The paper presents agent-based model for city formation named Technoscape which is both local and nonlocal. Technoscape can, to a certain degree, be also assumed as a model for emergence of global economy. The current version of the model implements very simple way of agents’ behavior and interaction, still the model provides rather interesting spatio-temporal patterns.

Locality and non-locality mean here the spatial features of the way the agents interact with each other and with geographical space upon which the evolution takes place. Technoscape agent is some conventional artisan, family, or а producing and trading firm, while there is no difference between production and trade. Agents are located upon and move through bounded two-dimensional space divided into square cells. The model demonstrates processes of agents’ concentration in a small set of cells, which is interpreted as «city» formation. Agents are immortal, they don’t mutate and evolve, though this is interesting perspective for the evolution of the model itself.

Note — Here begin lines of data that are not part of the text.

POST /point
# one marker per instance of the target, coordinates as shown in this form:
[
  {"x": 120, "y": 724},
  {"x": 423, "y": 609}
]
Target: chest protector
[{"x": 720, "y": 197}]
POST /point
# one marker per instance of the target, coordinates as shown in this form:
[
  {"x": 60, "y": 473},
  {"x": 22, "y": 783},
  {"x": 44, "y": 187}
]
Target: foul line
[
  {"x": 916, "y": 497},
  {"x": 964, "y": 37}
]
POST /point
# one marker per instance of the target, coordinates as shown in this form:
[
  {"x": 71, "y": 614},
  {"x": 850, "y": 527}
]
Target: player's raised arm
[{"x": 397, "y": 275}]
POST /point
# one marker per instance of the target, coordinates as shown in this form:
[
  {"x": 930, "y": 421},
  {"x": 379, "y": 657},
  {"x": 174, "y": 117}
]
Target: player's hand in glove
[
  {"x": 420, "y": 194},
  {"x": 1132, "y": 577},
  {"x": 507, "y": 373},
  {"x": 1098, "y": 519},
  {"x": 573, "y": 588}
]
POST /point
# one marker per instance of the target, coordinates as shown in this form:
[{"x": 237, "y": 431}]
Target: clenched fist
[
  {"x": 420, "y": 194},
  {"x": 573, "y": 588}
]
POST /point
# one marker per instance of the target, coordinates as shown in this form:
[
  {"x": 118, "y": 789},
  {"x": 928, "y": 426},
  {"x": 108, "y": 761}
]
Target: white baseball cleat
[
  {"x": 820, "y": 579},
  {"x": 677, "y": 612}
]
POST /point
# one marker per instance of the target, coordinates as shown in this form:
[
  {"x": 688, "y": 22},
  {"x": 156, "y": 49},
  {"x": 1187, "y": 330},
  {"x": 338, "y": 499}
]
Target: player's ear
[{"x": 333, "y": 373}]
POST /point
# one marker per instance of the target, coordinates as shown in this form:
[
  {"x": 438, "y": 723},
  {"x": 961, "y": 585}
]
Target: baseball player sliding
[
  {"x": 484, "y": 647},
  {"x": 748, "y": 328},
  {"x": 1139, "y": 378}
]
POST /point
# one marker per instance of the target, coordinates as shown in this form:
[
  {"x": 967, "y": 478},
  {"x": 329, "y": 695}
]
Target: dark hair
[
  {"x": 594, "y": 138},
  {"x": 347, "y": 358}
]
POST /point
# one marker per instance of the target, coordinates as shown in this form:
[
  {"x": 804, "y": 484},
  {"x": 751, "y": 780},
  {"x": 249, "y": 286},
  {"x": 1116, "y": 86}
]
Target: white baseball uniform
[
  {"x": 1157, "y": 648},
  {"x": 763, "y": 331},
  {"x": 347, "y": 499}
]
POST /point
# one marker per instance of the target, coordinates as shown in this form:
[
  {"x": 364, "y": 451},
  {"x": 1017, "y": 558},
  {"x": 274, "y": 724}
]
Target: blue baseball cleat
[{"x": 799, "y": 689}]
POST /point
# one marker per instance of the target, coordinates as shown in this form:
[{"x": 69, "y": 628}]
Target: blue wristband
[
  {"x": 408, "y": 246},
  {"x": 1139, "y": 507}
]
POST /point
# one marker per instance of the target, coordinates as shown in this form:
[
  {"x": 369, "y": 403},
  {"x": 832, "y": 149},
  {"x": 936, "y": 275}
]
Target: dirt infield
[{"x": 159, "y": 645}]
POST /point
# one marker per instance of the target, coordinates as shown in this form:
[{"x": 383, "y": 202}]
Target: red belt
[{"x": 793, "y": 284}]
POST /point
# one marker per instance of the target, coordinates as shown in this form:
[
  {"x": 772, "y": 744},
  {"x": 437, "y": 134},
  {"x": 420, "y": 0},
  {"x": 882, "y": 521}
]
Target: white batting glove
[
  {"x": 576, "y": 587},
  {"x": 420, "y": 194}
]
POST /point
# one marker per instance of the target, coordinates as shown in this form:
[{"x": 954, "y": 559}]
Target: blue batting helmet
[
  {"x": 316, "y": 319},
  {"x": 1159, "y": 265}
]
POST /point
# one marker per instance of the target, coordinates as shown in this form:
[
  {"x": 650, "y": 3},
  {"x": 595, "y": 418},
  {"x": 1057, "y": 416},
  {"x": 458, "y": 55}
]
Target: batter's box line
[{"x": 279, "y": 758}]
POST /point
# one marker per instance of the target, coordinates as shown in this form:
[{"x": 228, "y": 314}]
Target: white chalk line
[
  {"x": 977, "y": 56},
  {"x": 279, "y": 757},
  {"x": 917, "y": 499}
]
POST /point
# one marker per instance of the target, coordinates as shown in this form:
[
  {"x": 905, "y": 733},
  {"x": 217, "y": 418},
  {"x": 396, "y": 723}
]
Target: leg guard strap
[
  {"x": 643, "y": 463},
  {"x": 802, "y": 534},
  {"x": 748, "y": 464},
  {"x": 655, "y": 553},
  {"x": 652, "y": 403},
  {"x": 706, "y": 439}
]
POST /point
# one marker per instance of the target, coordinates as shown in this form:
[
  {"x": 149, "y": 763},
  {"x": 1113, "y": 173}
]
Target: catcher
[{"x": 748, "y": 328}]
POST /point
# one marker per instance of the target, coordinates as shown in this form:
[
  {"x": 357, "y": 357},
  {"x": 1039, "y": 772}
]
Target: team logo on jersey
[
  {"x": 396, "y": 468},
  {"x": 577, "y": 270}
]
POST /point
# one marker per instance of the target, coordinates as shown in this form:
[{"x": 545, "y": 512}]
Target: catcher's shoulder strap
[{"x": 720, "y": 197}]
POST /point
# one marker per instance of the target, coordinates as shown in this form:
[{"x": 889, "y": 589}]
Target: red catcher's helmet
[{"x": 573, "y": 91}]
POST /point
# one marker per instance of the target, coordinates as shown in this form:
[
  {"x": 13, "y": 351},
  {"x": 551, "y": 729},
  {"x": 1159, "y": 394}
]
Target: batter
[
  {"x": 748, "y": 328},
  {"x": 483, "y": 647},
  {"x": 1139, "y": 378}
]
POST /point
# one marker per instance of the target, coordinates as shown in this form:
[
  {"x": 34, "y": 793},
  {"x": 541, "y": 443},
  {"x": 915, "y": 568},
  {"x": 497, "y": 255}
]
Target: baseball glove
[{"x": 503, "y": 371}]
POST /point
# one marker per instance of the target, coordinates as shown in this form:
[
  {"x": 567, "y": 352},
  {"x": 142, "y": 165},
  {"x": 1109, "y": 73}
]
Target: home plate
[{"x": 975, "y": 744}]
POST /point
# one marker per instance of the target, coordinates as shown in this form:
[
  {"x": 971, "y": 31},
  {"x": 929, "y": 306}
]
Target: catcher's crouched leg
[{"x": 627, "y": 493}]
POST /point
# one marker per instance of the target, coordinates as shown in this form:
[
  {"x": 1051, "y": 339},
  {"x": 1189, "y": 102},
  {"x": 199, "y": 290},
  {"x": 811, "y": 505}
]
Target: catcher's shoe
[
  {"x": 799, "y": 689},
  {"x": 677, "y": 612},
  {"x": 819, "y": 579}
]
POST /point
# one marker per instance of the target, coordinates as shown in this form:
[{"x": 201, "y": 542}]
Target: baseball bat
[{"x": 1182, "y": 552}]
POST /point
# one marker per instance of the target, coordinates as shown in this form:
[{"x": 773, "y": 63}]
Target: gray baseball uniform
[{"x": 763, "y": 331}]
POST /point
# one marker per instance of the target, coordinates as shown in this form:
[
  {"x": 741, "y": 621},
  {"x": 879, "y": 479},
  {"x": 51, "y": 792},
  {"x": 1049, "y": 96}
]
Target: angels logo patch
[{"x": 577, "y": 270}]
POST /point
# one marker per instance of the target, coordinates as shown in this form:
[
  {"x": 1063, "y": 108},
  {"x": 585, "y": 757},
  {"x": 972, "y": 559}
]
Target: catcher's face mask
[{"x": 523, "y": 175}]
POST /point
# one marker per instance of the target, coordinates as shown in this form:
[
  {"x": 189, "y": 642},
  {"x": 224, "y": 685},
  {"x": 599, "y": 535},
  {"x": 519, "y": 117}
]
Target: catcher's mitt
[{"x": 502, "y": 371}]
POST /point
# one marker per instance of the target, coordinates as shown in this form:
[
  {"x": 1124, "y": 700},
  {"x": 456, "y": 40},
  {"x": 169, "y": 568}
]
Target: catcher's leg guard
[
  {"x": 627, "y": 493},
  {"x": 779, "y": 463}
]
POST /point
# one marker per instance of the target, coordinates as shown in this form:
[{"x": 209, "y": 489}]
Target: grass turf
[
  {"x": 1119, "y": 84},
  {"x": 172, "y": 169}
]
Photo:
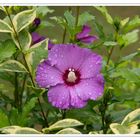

Technoscape provides some distinctively new type of self-organization. Partially, this type of selforganization resembles the behavior of segregation model by Thomas Shelling, still that model has evolution rules substantially different from Technoscape. In Shelling model there exist avalanches still simple equilibria exist if no new agents are added to the game board, while in Technoscape no such equilibria exist. At best, we can observe quasi-equilibrium, slowly changing global states.

One non-trivial phenomenon Technoscape exhibits, which also contrasts to Shelling segregation model, is the ability of agents to concentrate in local cells (interpreted as cities) even explicitly and totally ignoring local interactions, using non-local interactions only.

At the same time, while the agents tend to concentrate in large one-cell cities, large scale of such cities does not guarantee them from decay: there always exists a process of «enticement» of agents and their flow to new cities.